Wednesday, June 8, 2011

Cylinders measurements

Fig 5.3
An inside micrometer can be used to measure the size of a cylinder, but the most accurate way of determining wear is with a cylinder-bore gauge (Figure 5.3). This consists of a dial gauge with a guide to locate it in the cylinder. As the gauge is moved up and down the cylinder, the pointer of the gauge will show any variations in the size of the bore.
Cylinders are measured in the following way:
I. Before measuring cylinder wear, wipe the cylinder clean and examine it for scores and visible wear.
2. Place the cylinder-bore gauge across the cylinder, just below the unworn ring ridge.
3. Turn the bezel to set the dial gauge to zero.
4. Move the gauge slowly up and down the cylinder to measure taper. The pointer will move on the scale.
5. Turn the cylinder-bore gauge 900 in the cylinder to measure out-of-round.

Fig 5.4
Figure 5.4 shows where the cylinder is checked. Readings should be taken at A—A and also at B—B. They should be taken at both the top and bottom of the cylinder. These measurements will allow the wear of the cylinder to be determined as follows:
Out-of-round = difference between A—A and B—B
Taper = difference between A—A measured at the top of the cylinder and A—A measured at the bottom of the cylinder

·       The taper is checked at A—A because this is the thrust part of the cylinder. It will have more wear than B—B.

Condition of cylinders
Fig 5.5
The parts of a cylinder that normally wear are shown in Figure 5.5. Wear is caused by the piston rings rubbing on the cylinder walls. Very little wear is actually caused by the piston. Ring wear leaves ridges in the cylinder at the top and bottom limits of ring travel.

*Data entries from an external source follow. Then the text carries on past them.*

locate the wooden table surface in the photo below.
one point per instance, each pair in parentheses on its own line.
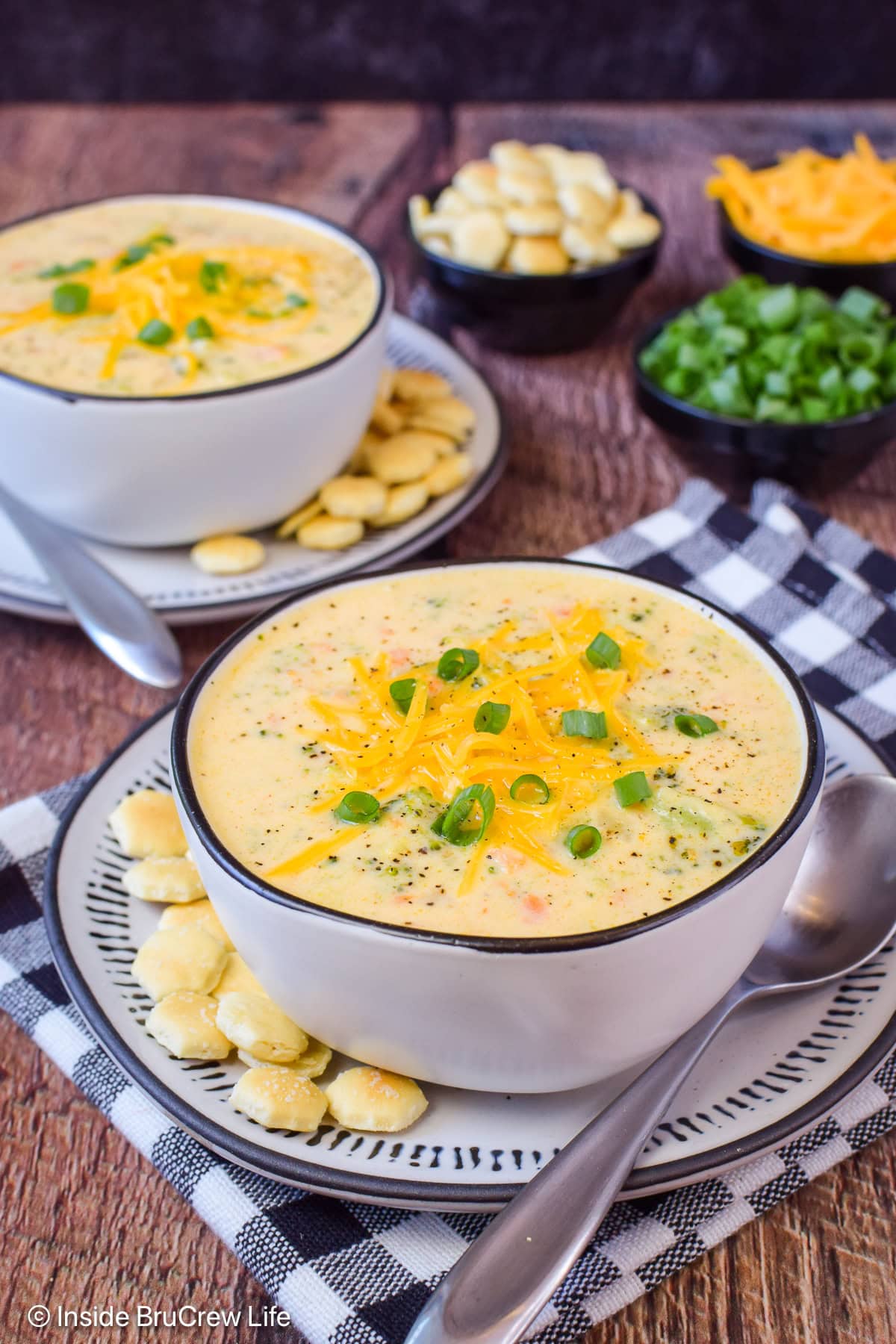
(84,1219)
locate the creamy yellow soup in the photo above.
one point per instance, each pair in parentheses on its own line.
(164,299)
(662,752)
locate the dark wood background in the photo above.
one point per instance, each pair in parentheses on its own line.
(84,1219)
(447,50)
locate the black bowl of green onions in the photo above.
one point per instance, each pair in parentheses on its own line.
(781,381)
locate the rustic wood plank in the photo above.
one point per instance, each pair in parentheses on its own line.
(82,1216)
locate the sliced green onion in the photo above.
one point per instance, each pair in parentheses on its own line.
(778,352)
(529,784)
(603,652)
(585,724)
(211,273)
(457,665)
(200,329)
(450,824)
(70,300)
(358,806)
(582,841)
(860,304)
(632,788)
(55,272)
(131,255)
(492,717)
(696,725)
(155,332)
(402,692)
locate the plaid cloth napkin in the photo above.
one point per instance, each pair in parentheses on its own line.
(352,1273)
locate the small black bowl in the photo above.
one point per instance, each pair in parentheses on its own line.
(821,456)
(783,269)
(535,315)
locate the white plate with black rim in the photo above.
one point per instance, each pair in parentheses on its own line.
(172,585)
(774,1070)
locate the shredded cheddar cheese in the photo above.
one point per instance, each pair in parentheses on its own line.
(250,288)
(812,206)
(435,746)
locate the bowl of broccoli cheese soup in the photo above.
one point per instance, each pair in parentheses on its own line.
(507,824)
(172,367)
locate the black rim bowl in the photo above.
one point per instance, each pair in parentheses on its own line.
(821,455)
(238,389)
(783,269)
(255,886)
(535,315)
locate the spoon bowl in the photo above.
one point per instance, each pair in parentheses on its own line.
(842,905)
(840,912)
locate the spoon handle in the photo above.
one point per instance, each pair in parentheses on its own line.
(111,615)
(503,1281)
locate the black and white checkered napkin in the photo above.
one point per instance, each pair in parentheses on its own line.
(351,1273)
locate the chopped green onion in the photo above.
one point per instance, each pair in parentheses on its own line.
(696,725)
(211,273)
(402,692)
(529,784)
(200,329)
(781,354)
(457,665)
(860,304)
(155,332)
(450,824)
(358,806)
(55,272)
(70,300)
(778,308)
(585,724)
(632,788)
(583,841)
(603,652)
(492,717)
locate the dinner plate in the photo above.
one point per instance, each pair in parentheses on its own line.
(171,584)
(774,1070)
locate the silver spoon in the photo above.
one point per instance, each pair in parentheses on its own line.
(840,912)
(111,615)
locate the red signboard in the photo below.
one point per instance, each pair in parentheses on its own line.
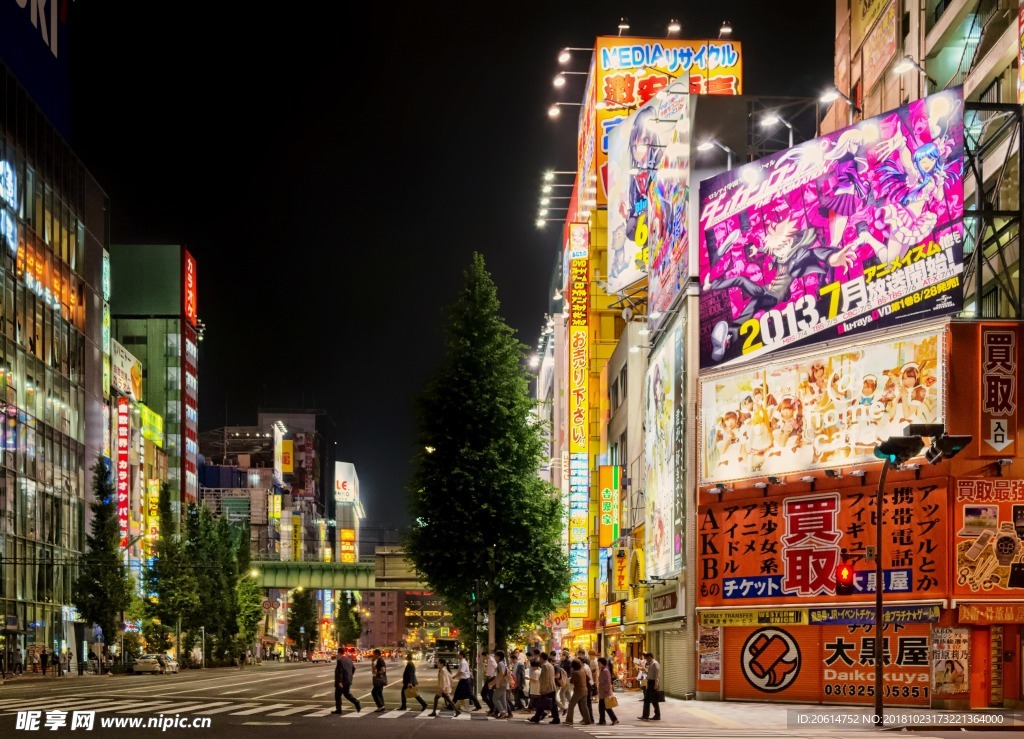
(122,469)
(188,290)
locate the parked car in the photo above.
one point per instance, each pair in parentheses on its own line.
(148,663)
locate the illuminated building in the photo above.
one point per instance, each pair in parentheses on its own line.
(53,225)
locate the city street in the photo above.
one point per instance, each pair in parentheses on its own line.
(296,698)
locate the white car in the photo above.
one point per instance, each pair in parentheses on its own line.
(148,663)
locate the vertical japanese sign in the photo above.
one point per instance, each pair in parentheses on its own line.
(579,417)
(950,659)
(854,231)
(784,550)
(659,448)
(998,390)
(122,468)
(608,479)
(629,72)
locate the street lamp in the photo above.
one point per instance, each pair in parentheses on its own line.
(907,63)
(711,143)
(896,451)
(833,94)
(772,118)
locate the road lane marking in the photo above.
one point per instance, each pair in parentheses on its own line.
(224,708)
(296,709)
(261,708)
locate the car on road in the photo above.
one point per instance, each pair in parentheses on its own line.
(148,663)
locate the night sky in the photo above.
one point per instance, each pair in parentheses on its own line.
(332,174)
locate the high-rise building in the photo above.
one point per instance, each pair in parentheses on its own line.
(53,226)
(154,316)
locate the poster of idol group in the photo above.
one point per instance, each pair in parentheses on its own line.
(854,231)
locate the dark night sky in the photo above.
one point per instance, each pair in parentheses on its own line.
(332,174)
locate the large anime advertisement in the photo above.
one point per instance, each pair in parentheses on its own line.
(663,542)
(821,410)
(648,163)
(858,230)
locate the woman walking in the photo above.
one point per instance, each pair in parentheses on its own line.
(604,692)
(379,672)
(443,689)
(409,682)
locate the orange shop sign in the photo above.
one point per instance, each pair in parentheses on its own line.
(784,550)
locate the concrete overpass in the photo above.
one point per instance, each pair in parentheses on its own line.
(387,569)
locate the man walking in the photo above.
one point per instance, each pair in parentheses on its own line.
(343,672)
(649,697)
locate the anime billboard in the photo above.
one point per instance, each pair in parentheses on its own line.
(858,230)
(821,410)
(648,162)
(663,541)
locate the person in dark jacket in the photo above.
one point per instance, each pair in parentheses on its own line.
(343,672)
(409,681)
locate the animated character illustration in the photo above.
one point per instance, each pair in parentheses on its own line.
(793,255)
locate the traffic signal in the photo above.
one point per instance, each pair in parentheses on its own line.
(844,577)
(898,450)
(945,447)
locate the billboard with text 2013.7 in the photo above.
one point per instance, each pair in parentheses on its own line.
(857,230)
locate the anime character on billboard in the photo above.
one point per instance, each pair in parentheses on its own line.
(792,254)
(645,154)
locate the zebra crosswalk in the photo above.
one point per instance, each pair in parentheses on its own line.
(243,708)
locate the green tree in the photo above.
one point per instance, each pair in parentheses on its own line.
(487,530)
(248,596)
(302,615)
(347,627)
(103,588)
(172,577)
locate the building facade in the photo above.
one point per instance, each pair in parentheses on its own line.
(53,226)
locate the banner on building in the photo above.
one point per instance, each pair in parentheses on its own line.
(785,550)
(858,230)
(820,410)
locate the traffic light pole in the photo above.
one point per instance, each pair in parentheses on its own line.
(880,576)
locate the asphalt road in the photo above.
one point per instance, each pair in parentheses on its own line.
(278,700)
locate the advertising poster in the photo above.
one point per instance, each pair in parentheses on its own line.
(820,410)
(628,72)
(648,167)
(988,537)
(784,550)
(660,392)
(827,664)
(855,231)
(950,660)
(710,653)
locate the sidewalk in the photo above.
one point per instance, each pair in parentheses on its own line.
(762,718)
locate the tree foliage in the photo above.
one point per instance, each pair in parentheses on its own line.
(302,615)
(484,523)
(103,588)
(347,626)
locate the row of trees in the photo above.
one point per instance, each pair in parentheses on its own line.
(486,529)
(199,579)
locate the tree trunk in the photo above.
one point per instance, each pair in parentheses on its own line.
(491,625)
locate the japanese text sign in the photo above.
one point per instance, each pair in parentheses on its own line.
(820,410)
(781,550)
(855,231)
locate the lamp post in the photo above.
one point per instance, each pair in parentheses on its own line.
(896,451)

·       The piston rings naturally expand against the cylinder wall, but they are also forced outward by gas pressure.

The types of wear that can be found in the cylinders when an engine is dismantled are bore distortion, waviness, scuffing and scoring (Figure 5.6). These conditions are described in the following paragraphs.
The top of the cylinder suffers the greatest wear, and this leaves a definite ring ridge in a worn cylinder. The lower ring ridge is not as noticeable because less wear occurs at the bottom of a cylinder. The bottom of the cylinder below the ring travel is almost unworn.

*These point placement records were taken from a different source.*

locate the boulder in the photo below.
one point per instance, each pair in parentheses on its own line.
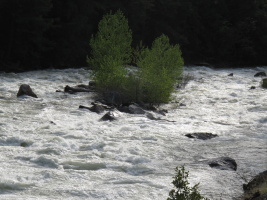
(25,89)
(134,109)
(258,74)
(252,88)
(255,188)
(114,98)
(201,136)
(264,83)
(95,108)
(223,163)
(73,90)
(109,116)
(92,83)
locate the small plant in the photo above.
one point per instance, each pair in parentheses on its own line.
(183,191)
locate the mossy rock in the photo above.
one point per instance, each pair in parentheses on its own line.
(264,83)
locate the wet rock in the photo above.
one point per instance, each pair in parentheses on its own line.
(254,189)
(201,136)
(134,109)
(73,90)
(114,98)
(264,83)
(25,89)
(92,83)
(258,74)
(256,181)
(95,108)
(109,116)
(252,88)
(223,163)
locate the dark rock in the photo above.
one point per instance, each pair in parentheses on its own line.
(83,86)
(109,116)
(95,108)
(256,181)
(258,74)
(73,90)
(25,89)
(252,88)
(114,98)
(201,136)
(264,83)
(134,109)
(92,83)
(24,144)
(102,105)
(124,109)
(223,163)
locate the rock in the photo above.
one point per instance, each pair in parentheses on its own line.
(114,98)
(109,116)
(258,74)
(134,109)
(223,163)
(201,136)
(252,189)
(256,181)
(95,108)
(25,89)
(152,117)
(73,90)
(124,109)
(264,83)
(92,83)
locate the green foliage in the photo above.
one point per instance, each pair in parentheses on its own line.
(183,191)
(161,66)
(111,51)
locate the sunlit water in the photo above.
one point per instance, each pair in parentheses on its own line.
(51,149)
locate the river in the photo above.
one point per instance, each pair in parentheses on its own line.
(51,149)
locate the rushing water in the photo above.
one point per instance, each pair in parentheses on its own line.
(51,149)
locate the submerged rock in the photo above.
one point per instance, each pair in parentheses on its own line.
(95,108)
(255,188)
(134,109)
(78,88)
(201,136)
(25,89)
(223,163)
(109,116)
(258,74)
(264,83)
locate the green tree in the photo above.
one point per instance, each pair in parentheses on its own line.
(182,189)
(111,52)
(160,68)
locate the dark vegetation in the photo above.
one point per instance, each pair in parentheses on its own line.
(159,67)
(55,33)
(182,190)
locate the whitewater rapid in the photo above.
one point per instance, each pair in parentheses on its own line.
(51,149)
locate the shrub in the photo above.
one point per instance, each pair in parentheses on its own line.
(111,51)
(183,191)
(160,68)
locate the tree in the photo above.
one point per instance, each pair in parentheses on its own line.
(182,189)
(111,52)
(160,67)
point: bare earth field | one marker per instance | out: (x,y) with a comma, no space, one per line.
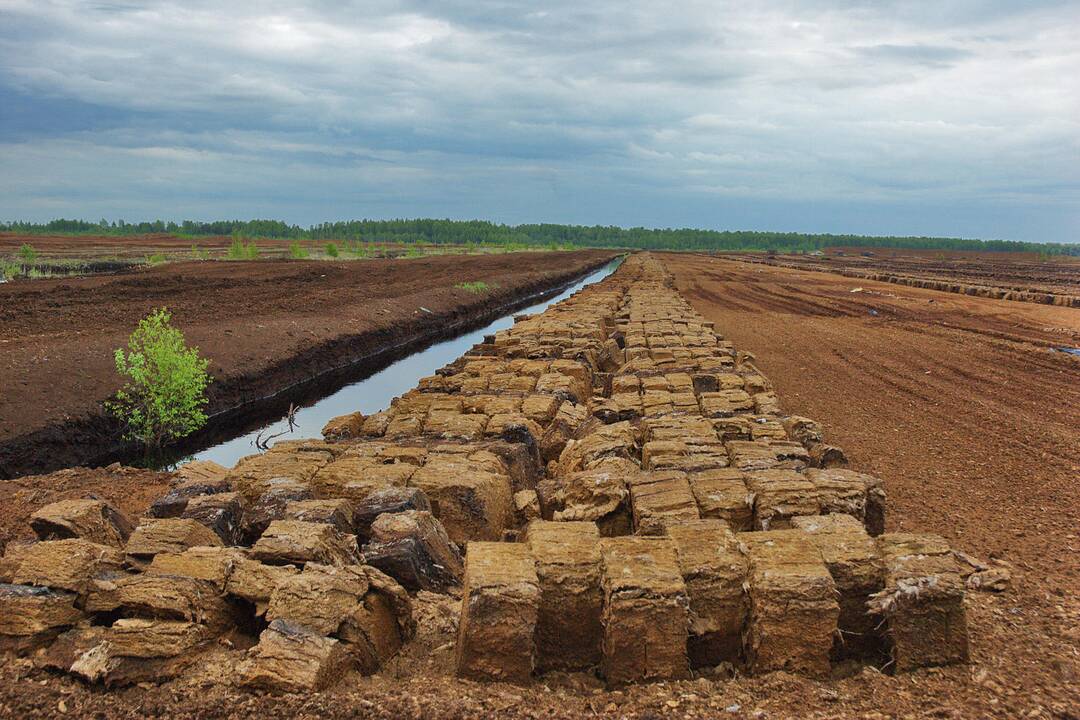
(265,325)
(1022,272)
(137,247)
(956,402)
(974,425)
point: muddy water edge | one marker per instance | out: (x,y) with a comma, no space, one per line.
(365,384)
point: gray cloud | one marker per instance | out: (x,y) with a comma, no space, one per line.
(954,119)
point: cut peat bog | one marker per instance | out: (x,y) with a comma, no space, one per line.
(267,326)
(633,504)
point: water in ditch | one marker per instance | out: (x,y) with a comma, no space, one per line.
(374,392)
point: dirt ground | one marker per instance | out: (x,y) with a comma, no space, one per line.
(265,325)
(137,247)
(956,402)
(1016,271)
(971,420)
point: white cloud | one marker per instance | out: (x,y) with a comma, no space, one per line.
(588,105)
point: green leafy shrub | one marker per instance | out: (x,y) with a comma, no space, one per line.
(241,250)
(296,250)
(27,255)
(165,395)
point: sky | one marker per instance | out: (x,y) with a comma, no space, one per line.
(948,118)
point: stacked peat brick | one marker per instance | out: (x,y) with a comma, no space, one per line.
(611,485)
(700,522)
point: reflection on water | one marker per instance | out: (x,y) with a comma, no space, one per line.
(375,392)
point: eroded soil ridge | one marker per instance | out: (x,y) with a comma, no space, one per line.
(608,486)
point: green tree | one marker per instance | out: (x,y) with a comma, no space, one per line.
(296,250)
(165,395)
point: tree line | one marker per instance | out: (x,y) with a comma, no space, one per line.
(460,232)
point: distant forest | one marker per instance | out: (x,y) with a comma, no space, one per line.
(460,232)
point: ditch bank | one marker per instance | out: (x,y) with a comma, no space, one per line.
(279,333)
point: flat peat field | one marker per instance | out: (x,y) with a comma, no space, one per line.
(959,404)
(972,421)
(265,325)
(1021,272)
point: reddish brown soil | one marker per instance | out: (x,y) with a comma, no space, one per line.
(137,247)
(265,325)
(973,423)
(1016,271)
(984,449)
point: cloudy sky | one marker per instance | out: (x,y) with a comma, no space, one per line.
(948,118)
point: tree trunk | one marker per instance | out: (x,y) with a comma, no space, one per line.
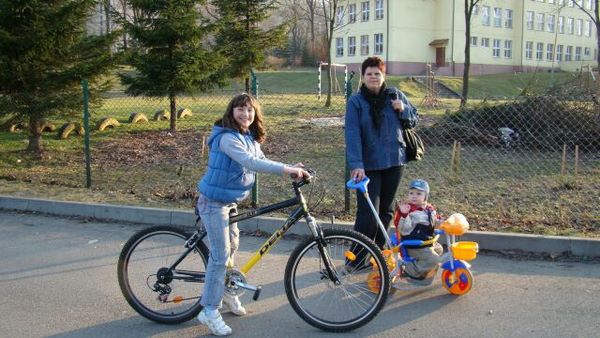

·       Cylinder wear is also illustrated in Figure 4. 9 in the previous posts.

Bore distortion
This can be caused by uneven distribution of coolant around the cylinders, or by incorrect tightening of the cylinder-head studs. Bore distortion can sometimes be identified by obvious discoloration of the cylinders, but this is not always the case.

Fig 5.6
This is a series of parallel lines or low ridges running around the bore. Waviness can be at any part of the bore but is mainly found in the top regions of ring travel. Waviness is a condition that is hard to measure, but it can be seen and can be felt by lightly running the finger vertically in the bore.

This is evident from small areas of the cylinder wall that have discoloration and minute raised areas in which particles of the piston ring have cold-welded themselves to the cylinder walls.
Scuffing can be the result of localised hot spots in the cylinder water-jackets. This could be caused by deposits that allow small areas of the cylinder wall to reach high temperatures. It could also be the result of continued operation of the engine with loss of coolant.
Incorrect type or grade of oil could create problems. High temperatures will break down the lubricating-oil film and allow metal-to-metal contact between the piston rings and the cylinder wall.

This can be an advanced stage of scuffing, in which piston ring particles have scratched the cylinder surface. Broken rings or abrasives can also cause bore scoring. Provided scoring is not deep, honing the cylinder can be used to correct it.

·              With scuffing and scoring, the piston will also be similarly affected.